In my previous post, I walked you through the ins-and-outs of conducting biology lab research for my senior project in Molecular, Cellular, and Developmental Biology. This post, I’ll take you through a different form of research: history research, which I’m conducting for my thesis in my second major, History of Science and Medicine (HSHM).
Prior to college, I had no concept of what history research even looked like. Luckily, by the time I had to tackle an entire 40-page history research project on my own for senior year, I’d had plenty of practice in other Yale courses. Most of these courses had a research paper component within the syllabus, where I was required to pick a topic related to the course and write a 10-15 page final paper. With help from my professors and TFs, I became comfortable with the general history research process. In a nutshell, it’s all about searching through archives, either online or in person, and looking for primary sources, original documents from the time period in question. Think newspaper articles, journal entries, government reports, etc.
Of course, just finding those documents can be daunting. Fortunately, I’ve had experts in the HSHM advisor to guide the way. Since the beginning, I’ve met regularly with my advisor, Kelly O’Donnell, a scholar specializing in feminist health activism (perfectly in line with my project, which is centered on HIV clinical research in pregnant women). She pointed me towards useful books and articles and provided some loose ideas to get me started. I also met with Melissa Grafe, who leads Medical History Library, a division of the Medical Library. In our less-than-an-hour meeting, she gave me an incredibly personalized, extensive, and helpful list of databases and resources. (Sidenote: can we just pause to appreciate the fact that Yale has an entire library dedicated to medical history??? You can view some of its digitized materials here).
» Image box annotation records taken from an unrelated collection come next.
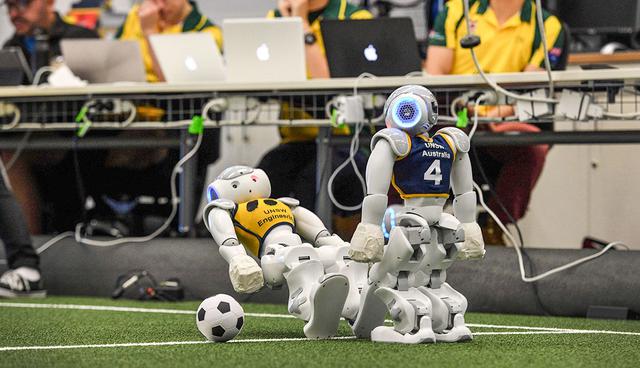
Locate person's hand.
[278,0,309,25]
[456,222,485,260]
[138,0,160,35]
[349,222,384,262]
[229,254,264,293]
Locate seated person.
[258,0,372,238]
[116,0,222,82]
[426,0,565,244]
[85,0,222,235]
[2,0,98,234]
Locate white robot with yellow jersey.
[204,166,367,338]
[349,85,484,344]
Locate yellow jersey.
[233,198,295,256]
[429,0,568,74]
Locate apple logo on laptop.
[364,44,378,61]
[256,43,271,61]
[184,56,198,72]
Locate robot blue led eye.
[392,97,422,128]
[207,187,220,202]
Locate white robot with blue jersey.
[349,85,485,344]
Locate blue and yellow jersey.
[233,198,294,256]
[429,0,568,74]
[391,133,456,199]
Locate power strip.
[0,101,18,118]
[334,96,364,124]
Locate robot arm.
[439,127,485,259]
[204,199,264,293]
[349,128,402,262]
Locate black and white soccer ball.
[196,294,244,342]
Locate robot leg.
[262,244,349,338]
[418,282,473,342]
[351,227,414,339]
[316,245,369,323]
[371,287,436,344]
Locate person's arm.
[278,0,330,78]
[138,0,165,82]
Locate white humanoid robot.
[204,166,367,338]
[349,86,484,344]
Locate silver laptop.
[149,32,225,83]
[60,39,147,83]
[223,18,307,82]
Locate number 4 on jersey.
[424,160,442,185]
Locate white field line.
[0,302,640,341]
[0,336,355,351]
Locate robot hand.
[349,222,384,263]
[316,234,349,247]
[457,222,485,260]
[229,254,264,294]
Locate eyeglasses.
[0,0,33,11]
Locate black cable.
[471,146,553,316]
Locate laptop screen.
[320,18,422,78]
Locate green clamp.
[456,107,469,129]
[76,106,91,138]
[189,115,204,135]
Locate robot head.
[207,166,271,203]
[384,85,438,136]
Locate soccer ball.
[196,294,244,342]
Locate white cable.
[462,0,558,103]
[327,122,367,211]
[469,94,488,140]
[353,72,378,96]
[0,102,21,130]
[602,111,640,119]
[0,156,13,191]
[36,231,73,254]
[122,100,137,128]
[473,182,628,282]
[74,133,202,247]
[536,0,556,97]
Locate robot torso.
[233,198,295,256]
[391,133,456,199]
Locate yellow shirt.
[429,0,565,74]
[233,198,294,256]
[116,2,222,82]
[267,0,373,143]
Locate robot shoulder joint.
[371,128,411,156]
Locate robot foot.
[436,313,473,342]
[304,274,349,339]
[351,285,387,339]
[371,316,436,344]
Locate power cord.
[37,117,203,250]
[460,0,558,104]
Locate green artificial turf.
[0,297,640,368]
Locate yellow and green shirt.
[267,0,373,143]
[429,0,565,74]
[116,1,222,82]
From there, I was on my own. History research, unlike science research, is a lot less structured. Most of my research involves combing through digital archives (since the HIV epidemic is a more recent historical event, most of the material is available online). Whenever I have a good chunk of free time, I’ll log on to one of the many historical databases Yale students can access. I’ll search for a keyword, then click through as many results as I can, bookmarking the most helpful or interesting documents. Throughout the semester, there were also various check-in assignments that I had to turn into my advisor, to make sure I was on track.
The homepage for ProQuest, the database where I’ve done most of my archival research. Shoutout ProQuest (and the Yale University Library)!
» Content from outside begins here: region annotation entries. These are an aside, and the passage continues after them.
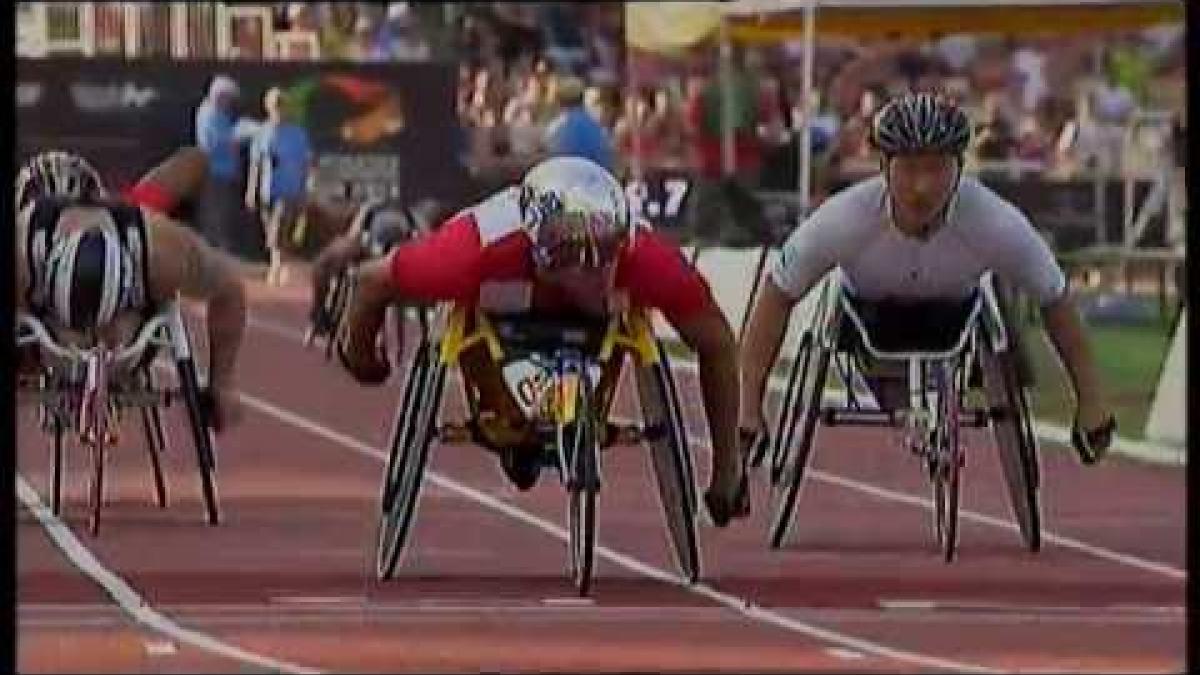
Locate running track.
[17,271,1186,673]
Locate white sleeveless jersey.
[769,177,1067,306]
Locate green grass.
[665,312,1174,440]
[1026,322,1171,440]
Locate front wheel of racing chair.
[140,368,167,508]
[922,359,966,562]
[376,324,446,581]
[558,372,600,597]
[979,331,1042,552]
[636,340,700,584]
[168,304,221,525]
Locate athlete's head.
[521,157,634,274]
[871,92,971,231]
[17,150,104,211]
[42,221,134,331]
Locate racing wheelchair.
[751,273,1042,562]
[17,301,220,536]
[376,304,700,596]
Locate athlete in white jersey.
[739,94,1116,464]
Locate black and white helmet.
[17,150,104,210]
[871,92,971,159]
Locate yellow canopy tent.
[722,0,1183,43]
[625,0,1183,201]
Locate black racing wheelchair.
[17,301,220,536]
[377,304,700,596]
[751,273,1042,562]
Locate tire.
[379,340,430,513]
[654,339,700,515]
[175,357,221,525]
[376,347,446,581]
[636,353,700,584]
[88,401,108,537]
[562,376,600,597]
[930,366,962,562]
[770,330,823,478]
[769,336,833,549]
[980,346,1042,552]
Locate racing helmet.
[41,223,134,330]
[16,150,104,210]
[871,92,971,157]
[520,157,635,269]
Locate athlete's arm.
[618,232,748,525]
[738,208,836,431]
[338,215,482,384]
[145,213,246,426]
[991,203,1111,450]
[128,147,209,214]
[12,213,30,311]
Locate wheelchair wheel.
[379,340,430,513]
[139,369,167,508]
[770,331,833,549]
[86,401,109,537]
[756,330,812,484]
[140,408,167,508]
[637,343,700,584]
[175,355,221,525]
[376,342,446,581]
[324,273,350,359]
[980,345,1042,552]
[654,338,700,515]
[559,376,600,597]
[930,360,962,562]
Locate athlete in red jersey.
[338,157,749,526]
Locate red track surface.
[17,276,1184,673]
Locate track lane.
[22,277,1183,670]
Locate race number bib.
[500,354,601,419]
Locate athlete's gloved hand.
[198,384,241,434]
[704,443,750,527]
[738,428,770,466]
[1070,414,1117,464]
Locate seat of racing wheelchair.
[477,313,608,353]
[838,288,980,356]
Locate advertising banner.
[16,58,467,202]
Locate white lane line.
[240,392,998,673]
[247,316,1187,466]
[144,640,179,656]
[247,318,1187,579]
[17,474,322,674]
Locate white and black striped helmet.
[520,157,636,268]
[43,223,134,330]
[17,150,104,211]
[871,92,971,157]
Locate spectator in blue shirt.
[196,74,255,252]
[246,86,313,285]
[542,77,613,171]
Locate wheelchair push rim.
[636,351,700,584]
[376,341,446,581]
[558,376,600,597]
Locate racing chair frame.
[754,273,1040,562]
[377,304,700,596]
[17,300,220,536]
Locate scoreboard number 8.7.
[625,178,690,223]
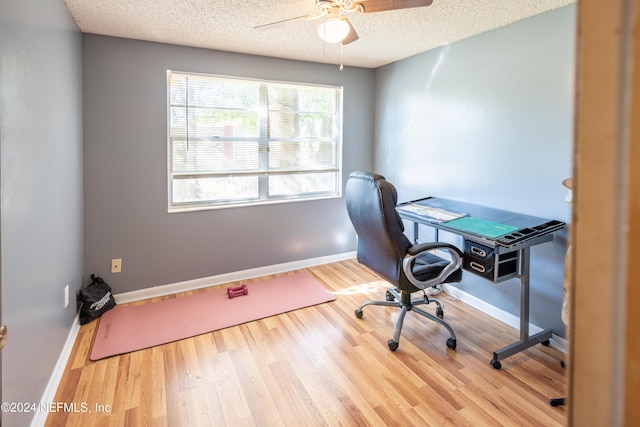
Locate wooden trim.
[624,2,640,425]
[568,0,640,426]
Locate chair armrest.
[407,242,462,258]
[402,242,462,289]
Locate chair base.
[355,288,457,351]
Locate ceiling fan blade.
[342,19,360,45]
[357,0,433,13]
[253,15,315,30]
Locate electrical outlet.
[111,258,122,273]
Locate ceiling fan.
[254,0,433,45]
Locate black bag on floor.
[80,274,116,325]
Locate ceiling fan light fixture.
[318,18,351,43]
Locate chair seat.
[411,252,462,282]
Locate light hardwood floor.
[46,260,566,427]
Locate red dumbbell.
[227,285,249,298]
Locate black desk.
[396,197,566,369]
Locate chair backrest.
[345,172,411,284]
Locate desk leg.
[489,247,552,369]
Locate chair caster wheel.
[447,338,456,350]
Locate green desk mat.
[445,216,519,239]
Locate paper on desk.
[398,203,468,222]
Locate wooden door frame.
[568,0,640,426]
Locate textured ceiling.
[65,0,576,68]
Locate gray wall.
[83,35,374,293]
[375,5,576,335]
[0,0,82,426]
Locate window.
[167,71,342,212]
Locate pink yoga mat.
[89,273,336,360]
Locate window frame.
[166,70,344,213]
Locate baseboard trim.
[36,252,567,427]
[443,284,568,354]
[114,252,356,304]
[31,312,80,427]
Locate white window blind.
[167,71,342,211]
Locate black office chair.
[345,172,462,351]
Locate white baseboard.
[443,284,567,354]
[114,252,356,304]
[36,252,567,427]
[31,312,80,427]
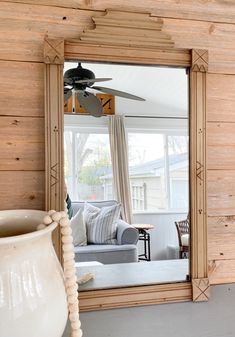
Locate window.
[128,130,188,212]
[64,130,113,200]
[64,126,189,212]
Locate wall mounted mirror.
[64,62,189,291]
[45,11,209,310]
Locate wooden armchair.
[175,215,189,259]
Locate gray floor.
[63,284,235,337]
[77,259,189,291]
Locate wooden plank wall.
[0,0,235,284]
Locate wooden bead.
[64,267,75,279]
[68,301,78,314]
[51,212,62,222]
[62,235,73,244]
[48,209,56,215]
[69,312,79,322]
[71,320,81,330]
[67,295,77,304]
[66,283,78,295]
[65,275,77,287]
[37,223,46,231]
[71,330,82,337]
[63,252,75,262]
[67,287,78,296]
[64,260,76,269]
[60,211,68,218]
[61,227,72,235]
[60,218,70,227]
[43,215,52,225]
[62,243,74,253]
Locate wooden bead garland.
[41,210,82,337]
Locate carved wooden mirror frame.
[44,10,209,311]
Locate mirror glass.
[64,62,190,291]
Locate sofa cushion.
[70,209,87,246]
[74,244,138,264]
[83,203,121,244]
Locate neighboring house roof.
[101,153,188,179]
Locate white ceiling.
[64,62,188,117]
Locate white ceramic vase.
[0,210,68,337]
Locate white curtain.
[109,116,132,223]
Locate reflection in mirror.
[64,62,190,291]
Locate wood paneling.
[79,282,192,311]
[0,0,235,283]
[0,116,44,143]
[0,141,45,174]
[207,170,235,215]
[0,171,45,210]
[0,60,44,117]
[207,122,235,170]
[0,1,93,62]
[207,73,235,122]
[0,1,235,74]
[209,259,235,284]
[2,0,235,23]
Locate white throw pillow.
[70,209,87,246]
[83,203,121,244]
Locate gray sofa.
[72,200,139,264]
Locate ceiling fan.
[64,63,145,117]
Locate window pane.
[64,131,74,198]
[75,133,113,200]
[168,136,189,210]
[128,133,167,211]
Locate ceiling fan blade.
[76,91,103,117]
[92,86,145,101]
[64,88,72,102]
[74,78,112,83]
[64,77,73,85]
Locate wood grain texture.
[207,122,235,170]
[209,259,235,284]
[0,0,235,283]
[2,0,235,23]
[0,116,44,145]
[0,2,235,74]
[0,60,44,117]
[0,171,45,210]
[0,141,45,174]
[189,63,208,280]
[80,9,174,49]
[208,216,235,260]
[207,73,235,122]
[79,282,192,311]
[207,170,235,217]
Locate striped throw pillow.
[83,203,121,244]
I’ve realized that I really like history research. It’s so easy to get lost in archives, looking at old documents and marveling at the fascinating stories they contain. Yale has access to so many resources, so finding primary sources is pretty easy. Actually, I think the hardest part of history research is the exact opposite—there was a point, halfway through the semester, when I had gone down so many rabbit holes that I started to feel overwhelmed.
At these moments, I’ve been once again grateful for my advisor. She has such a relaxed attitude towards it all—“You don’t need to find everything,” she’d tell me, or, “Draw a mind map and it’ll start to make sense.” At another moment, after I mentioned an article by another scholar who had researched the history of HIV, she casually said, “Oh him? I know him!” She got me his email address and, by the end of the day, I had reached out to him and received a response with some new leads to primary sources.
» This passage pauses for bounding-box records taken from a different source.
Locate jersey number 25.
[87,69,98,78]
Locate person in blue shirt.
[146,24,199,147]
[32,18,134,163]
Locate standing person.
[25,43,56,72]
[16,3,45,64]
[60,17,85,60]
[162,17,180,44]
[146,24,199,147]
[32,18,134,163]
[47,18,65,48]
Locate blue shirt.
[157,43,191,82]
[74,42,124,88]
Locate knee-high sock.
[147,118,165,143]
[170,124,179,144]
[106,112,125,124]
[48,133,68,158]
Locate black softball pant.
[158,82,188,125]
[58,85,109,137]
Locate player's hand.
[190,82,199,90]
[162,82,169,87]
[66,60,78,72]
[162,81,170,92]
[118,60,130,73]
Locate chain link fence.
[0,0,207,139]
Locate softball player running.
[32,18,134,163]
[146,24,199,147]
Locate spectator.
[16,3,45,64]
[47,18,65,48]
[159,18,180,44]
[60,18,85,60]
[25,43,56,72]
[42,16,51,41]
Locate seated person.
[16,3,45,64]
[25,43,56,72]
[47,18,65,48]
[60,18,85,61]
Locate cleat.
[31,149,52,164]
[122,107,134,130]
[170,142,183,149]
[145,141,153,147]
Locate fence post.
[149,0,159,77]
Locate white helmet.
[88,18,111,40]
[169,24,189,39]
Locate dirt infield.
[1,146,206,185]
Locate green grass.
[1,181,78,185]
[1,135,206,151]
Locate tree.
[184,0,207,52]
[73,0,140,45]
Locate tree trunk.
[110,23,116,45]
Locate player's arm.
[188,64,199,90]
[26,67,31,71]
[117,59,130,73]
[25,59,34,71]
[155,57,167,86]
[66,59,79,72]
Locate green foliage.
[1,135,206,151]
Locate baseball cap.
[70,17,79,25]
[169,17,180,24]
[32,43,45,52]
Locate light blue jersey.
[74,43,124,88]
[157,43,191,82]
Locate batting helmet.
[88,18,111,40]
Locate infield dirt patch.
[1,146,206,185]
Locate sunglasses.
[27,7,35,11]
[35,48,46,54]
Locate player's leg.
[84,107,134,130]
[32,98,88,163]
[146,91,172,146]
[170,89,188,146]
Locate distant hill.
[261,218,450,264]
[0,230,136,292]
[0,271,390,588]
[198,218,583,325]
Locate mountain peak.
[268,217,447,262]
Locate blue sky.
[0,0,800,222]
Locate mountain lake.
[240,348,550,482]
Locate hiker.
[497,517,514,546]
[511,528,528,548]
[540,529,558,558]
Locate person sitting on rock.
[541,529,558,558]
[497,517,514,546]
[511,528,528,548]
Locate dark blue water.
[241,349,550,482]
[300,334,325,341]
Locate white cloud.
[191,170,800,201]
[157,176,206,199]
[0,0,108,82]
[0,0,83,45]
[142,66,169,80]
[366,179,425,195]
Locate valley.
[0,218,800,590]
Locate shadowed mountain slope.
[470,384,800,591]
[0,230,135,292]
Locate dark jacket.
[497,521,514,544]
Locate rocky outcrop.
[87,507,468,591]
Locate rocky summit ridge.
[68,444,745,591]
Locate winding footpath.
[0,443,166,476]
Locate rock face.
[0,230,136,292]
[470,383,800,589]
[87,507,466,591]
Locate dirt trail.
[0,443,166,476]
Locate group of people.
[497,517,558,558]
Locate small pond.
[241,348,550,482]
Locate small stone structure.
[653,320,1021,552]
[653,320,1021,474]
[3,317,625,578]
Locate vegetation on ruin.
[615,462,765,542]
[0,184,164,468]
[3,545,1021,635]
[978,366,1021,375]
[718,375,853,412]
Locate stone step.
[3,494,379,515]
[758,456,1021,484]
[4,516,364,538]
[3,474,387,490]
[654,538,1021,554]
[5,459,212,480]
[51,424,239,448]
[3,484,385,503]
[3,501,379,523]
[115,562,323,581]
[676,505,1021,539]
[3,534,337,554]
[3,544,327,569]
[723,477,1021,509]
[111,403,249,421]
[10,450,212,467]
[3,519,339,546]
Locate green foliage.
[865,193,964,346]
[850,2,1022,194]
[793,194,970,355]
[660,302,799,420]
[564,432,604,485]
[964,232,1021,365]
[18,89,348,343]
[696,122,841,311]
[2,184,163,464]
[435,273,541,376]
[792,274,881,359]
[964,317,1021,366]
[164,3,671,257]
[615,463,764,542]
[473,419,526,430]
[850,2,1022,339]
History research is just about the opposite of science research. Science research is all about rigid timelines—X hours for this reaction, Y days to grow these cells—whereas history research is flexible. While I associate my science research with one distinct location—the lab at the Anlyan Center—I’ve done history research in friends’ common rooms, libraries, coffee shops, at the airport, and even in my downtime at the lab. And whereas in science research, I spend days, weeks, or months searching for just one data point or figure, in history research, the primary sources are abundant.
But there are also some key similarities. Both can be simultaneously overwhelming and rewarding. And in both, I’ve benefited immensely from the help of others. Luckily, at Yale, there’s a lot of help to be found.